4. Si la société ne figure pas sur la liste de l’annexe I au règlement UE n° 269/2014, il n’en demeure pas moins qu’il appartenait à l’administration, à tout le moins, d’apprécier si le navire est contrôlé ou détenu, au sens des dispositions de l’article 2 de ce règlement, par une personne physique ou morale mentionnée à cette annexe. Il s’ensuit que l’administration n’était pas en situation de compétence liée et que, pour ce motif, l’ensemble des moyens dirigés contre la mesure d’immobilisation ne sont pas inopérants contrairement à ce qu’ont retenu les premiers juges.
5. En deuxième lieu, la société Alpha LLC soutient que le procès-verbal litigieux n’est que la notification imparfaite, à bord, entre les mains du capitaine de navire, d’une autre décision non formalisée, ou, à tout le moins, non notifiée, et qui ne saurait être constituée par le procès-verbal remis par les agents des douanes, qui n’indique aucunement l’autorité ayant pris la décision d’immobilisation litigieuse. Elle considère que cette absence de formalisation d’une décision est illégale en matière de police.

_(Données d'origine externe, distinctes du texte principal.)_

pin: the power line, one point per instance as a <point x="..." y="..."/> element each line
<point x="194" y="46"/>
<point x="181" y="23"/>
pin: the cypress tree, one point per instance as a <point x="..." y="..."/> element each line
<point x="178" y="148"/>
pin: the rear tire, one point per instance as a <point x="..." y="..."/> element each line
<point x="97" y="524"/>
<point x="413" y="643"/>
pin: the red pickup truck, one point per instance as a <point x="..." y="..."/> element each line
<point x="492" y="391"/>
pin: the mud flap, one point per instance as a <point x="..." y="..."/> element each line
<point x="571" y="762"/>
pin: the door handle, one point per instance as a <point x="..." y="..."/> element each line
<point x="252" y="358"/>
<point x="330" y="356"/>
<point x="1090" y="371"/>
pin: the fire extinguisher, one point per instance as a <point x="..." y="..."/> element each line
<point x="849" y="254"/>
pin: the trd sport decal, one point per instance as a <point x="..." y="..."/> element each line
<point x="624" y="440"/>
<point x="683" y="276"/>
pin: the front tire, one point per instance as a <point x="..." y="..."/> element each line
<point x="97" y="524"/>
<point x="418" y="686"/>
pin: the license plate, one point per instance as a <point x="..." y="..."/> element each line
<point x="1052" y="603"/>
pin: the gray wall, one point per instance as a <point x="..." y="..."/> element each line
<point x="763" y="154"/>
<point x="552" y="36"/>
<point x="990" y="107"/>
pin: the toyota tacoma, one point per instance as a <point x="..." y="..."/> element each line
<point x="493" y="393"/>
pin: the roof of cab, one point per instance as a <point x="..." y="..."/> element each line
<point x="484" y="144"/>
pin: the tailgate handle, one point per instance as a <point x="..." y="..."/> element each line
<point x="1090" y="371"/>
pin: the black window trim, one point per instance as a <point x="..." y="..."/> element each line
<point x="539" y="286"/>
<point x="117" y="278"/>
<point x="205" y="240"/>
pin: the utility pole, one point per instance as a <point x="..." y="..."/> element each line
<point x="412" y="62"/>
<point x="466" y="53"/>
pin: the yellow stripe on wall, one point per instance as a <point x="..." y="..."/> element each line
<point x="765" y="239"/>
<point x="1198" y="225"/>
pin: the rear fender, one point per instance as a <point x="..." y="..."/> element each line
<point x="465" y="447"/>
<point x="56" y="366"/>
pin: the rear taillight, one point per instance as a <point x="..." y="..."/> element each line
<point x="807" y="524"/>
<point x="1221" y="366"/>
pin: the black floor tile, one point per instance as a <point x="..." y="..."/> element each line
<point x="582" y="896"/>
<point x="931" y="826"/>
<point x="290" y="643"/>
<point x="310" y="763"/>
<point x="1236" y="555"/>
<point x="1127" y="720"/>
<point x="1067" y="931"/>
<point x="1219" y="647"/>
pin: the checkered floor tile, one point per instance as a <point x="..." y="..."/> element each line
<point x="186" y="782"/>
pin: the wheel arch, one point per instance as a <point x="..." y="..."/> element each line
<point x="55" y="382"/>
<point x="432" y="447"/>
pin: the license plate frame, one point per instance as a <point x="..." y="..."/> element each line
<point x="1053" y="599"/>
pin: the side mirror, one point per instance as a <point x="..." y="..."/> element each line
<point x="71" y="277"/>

6. Les mesures prises sur le fondement de la décision 2014/145/PESC du 17 mars 2014 qui n’ont pas de finalité répressive, constituent des mesures de police administrative et poursuivent l’objectif de prévention des atteintes à l’ordre public et des infractions, notamment la préservation de la sécurité et la sûreté publique, nécessaire à la sauvegarde de droits et de principes de valeur constitutionnelle. Pour être opposable et opérant, la mesure d’immobilisation doit nécessairement être notifiée à l’armateur par un acte écrit. Au regard de ce qui précède, le procès-verbal remis par les fonctionnaires des douanes doit être regardé comme matérialisant la mesure de police administrative prise à l’encontre de la société Alpha LLC. Par suite le moyen doit être écarté.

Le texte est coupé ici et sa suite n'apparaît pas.